• Personal Injury Attorney: What is Wrongful Death?
  • September 1, 2016
  • Law Firm: Law Offices of Peter G. Angelos A Professional Corporation - Baltimore Office
  • When an individual dies as a result of the negligence or at the fault of another person including a medical professional, a representative may file a wrongful death claim against that negligent party. The claim is a civil action brought against the negligent party for damages that occurred as a result of the death.

    Each state has its own regulations governing wrongful death lawsuits, and who may file them. In general, a legal representative may file a claim on behalf of the real parties in interest-the survivors who suffered damages as a result of the death. Often, states define this representative as the closest living relative to the decedent. This typically includes immediate family members or financial dependents. Some states also consider life partners, family members such as grandparents and siblings, and unrelated individuals who suffered financial loss as a result of the death.
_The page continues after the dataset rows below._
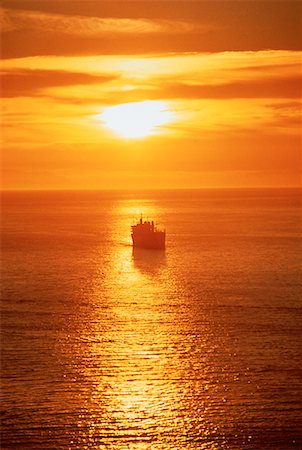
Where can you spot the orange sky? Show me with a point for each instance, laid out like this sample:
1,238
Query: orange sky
224,76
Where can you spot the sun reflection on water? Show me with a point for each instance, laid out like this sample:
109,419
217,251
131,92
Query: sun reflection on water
139,390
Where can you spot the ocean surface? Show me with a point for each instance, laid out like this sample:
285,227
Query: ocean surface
197,347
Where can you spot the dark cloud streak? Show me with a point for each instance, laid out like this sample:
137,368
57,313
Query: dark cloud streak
17,83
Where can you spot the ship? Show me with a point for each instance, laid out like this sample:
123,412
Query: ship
146,235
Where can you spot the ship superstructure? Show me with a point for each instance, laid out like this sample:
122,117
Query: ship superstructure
145,234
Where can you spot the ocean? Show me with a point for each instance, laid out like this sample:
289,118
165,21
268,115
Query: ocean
195,347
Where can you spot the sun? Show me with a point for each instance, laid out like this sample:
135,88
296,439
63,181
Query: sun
136,120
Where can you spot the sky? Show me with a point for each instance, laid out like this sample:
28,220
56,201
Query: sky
151,94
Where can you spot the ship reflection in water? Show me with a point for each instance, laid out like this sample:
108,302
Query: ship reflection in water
106,346
142,398
148,261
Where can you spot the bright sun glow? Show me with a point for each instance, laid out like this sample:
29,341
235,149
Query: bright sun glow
136,120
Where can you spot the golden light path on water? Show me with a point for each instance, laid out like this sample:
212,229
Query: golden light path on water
139,389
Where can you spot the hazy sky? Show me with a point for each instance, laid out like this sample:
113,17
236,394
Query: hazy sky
210,93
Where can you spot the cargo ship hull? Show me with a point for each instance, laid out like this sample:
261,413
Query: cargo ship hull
146,235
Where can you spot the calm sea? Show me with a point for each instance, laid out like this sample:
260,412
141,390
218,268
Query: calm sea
197,347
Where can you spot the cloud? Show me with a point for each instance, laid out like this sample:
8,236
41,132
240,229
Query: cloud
28,82
92,26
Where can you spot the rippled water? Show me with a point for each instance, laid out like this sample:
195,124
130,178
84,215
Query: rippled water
193,348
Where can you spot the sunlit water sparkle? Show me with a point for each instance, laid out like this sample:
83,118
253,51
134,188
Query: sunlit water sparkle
193,348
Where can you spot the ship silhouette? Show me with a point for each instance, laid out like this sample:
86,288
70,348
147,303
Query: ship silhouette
146,235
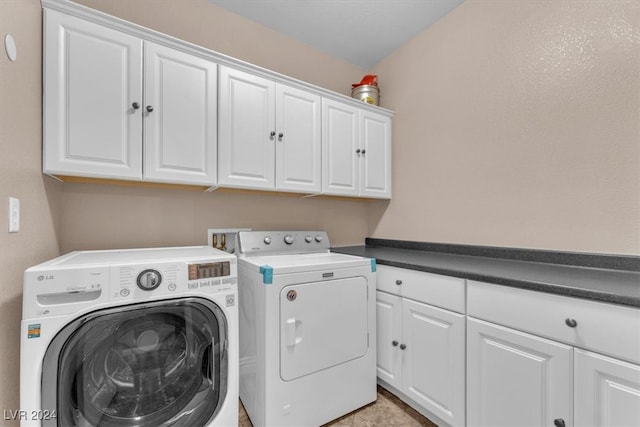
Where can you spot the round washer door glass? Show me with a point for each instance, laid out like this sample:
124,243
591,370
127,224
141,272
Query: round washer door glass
155,364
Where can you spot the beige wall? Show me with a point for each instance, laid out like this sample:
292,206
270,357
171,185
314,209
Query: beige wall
21,177
205,24
517,124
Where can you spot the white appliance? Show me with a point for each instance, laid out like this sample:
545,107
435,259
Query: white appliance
138,337
307,329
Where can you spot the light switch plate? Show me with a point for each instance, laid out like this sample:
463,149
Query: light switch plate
14,215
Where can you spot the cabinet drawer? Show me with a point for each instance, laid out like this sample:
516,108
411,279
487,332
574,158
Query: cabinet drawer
441,291
606,328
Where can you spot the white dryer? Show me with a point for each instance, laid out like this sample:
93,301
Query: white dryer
139,337
307,329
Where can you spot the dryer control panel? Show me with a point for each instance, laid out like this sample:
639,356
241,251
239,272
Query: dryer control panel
282,242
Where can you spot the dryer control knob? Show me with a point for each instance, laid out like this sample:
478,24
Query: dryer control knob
149,280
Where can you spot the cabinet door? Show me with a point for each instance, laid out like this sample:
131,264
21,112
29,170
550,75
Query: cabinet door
340,140
246,138
607,391
433,372
180,132
389,336
298,153
516,379
375,157
92,78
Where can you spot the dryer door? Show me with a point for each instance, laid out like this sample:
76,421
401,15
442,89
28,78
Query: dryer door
322,324
154,364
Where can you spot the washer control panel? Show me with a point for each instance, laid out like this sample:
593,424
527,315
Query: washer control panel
282,242
172,278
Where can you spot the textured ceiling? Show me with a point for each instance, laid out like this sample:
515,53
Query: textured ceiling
359,31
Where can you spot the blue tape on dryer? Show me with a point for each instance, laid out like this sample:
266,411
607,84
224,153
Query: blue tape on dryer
267,274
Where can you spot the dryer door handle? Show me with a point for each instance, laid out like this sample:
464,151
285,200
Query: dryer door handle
291,332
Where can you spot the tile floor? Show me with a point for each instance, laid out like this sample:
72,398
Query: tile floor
387,411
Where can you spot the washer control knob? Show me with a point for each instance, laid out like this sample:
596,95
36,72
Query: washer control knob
149,279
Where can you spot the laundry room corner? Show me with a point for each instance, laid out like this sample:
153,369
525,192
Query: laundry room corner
21,178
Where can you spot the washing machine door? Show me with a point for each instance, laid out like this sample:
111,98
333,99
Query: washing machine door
154,364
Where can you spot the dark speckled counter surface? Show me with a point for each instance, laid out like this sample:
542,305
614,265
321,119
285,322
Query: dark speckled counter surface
585,275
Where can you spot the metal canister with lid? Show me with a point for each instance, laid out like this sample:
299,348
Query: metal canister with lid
367,90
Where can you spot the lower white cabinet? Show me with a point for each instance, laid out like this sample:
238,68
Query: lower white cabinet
421,347
516,379
554,374
607,391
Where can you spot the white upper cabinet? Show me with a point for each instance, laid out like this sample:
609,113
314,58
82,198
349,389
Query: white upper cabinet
246,131
298,152
180,113
123,102
340,140
92,79
356,146
269,134
96,109
375,161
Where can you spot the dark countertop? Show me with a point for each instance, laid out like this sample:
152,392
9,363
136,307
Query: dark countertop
599,284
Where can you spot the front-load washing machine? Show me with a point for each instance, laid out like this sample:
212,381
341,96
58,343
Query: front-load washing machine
138,337
307,329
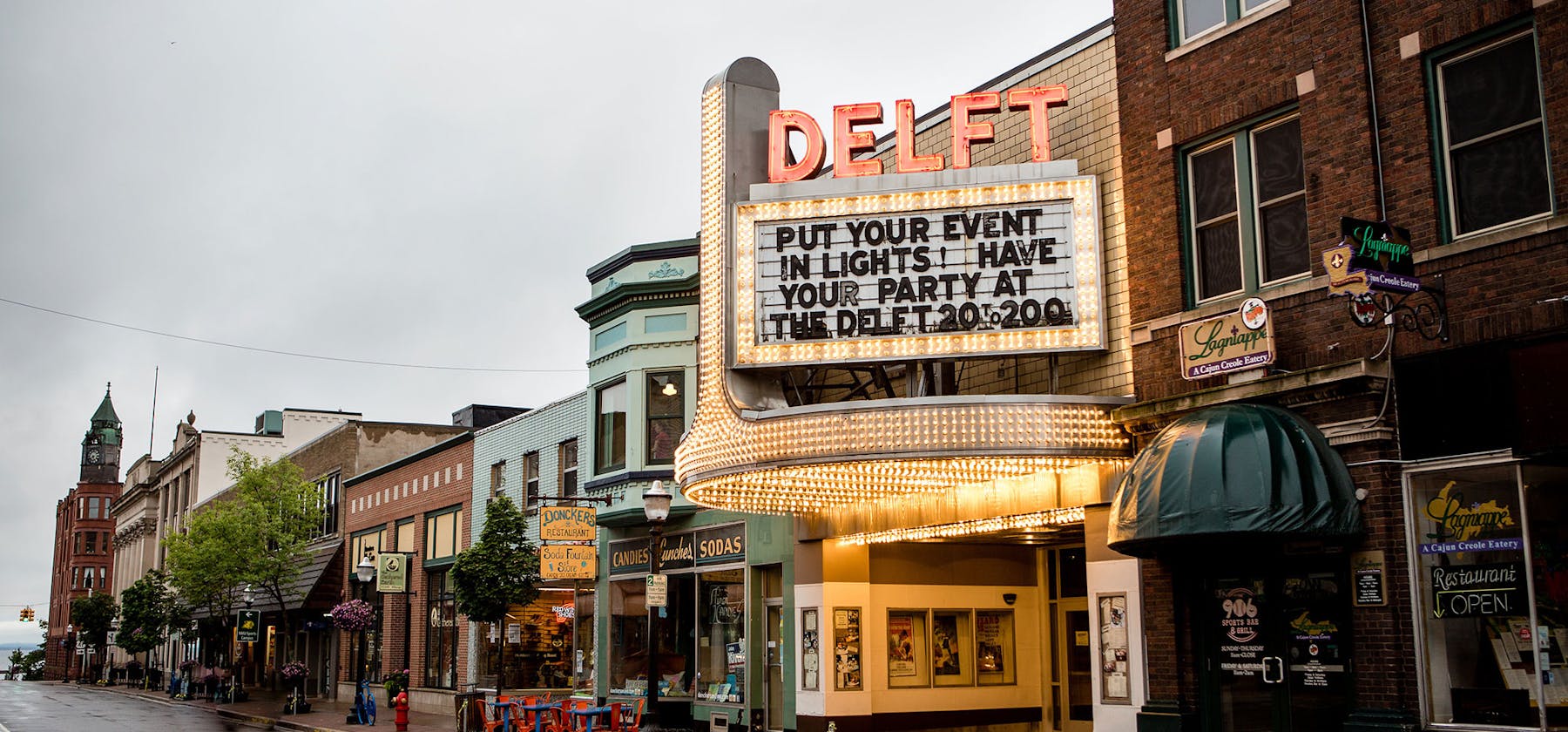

    There are various damages that may be recovered by a wrongful death claim. If the death occurred as a result of medical malpractice, the plaintiff may be able to recover similar damages to that of a medical malpractice claim, such as damages experienced by the deceased had they survived. These include loss of wages, cost of medical bills, and pain and suffering. If the wrongful death occurred as a result of negligence of another individual or entity, during an accident or otherwise, the plaintiff may seek similar compensation.

    Additionally, a plaintiff can seek to recover damages related to the losses that they or their family experienced. This includes compensation for any expenses related to the death, such as funeral and burial costs, loss of support from the deceased and loss of consortium. In order to make a claim for lost support, the plaintiff must be able to provide evidence that the decedent provided them with financial support.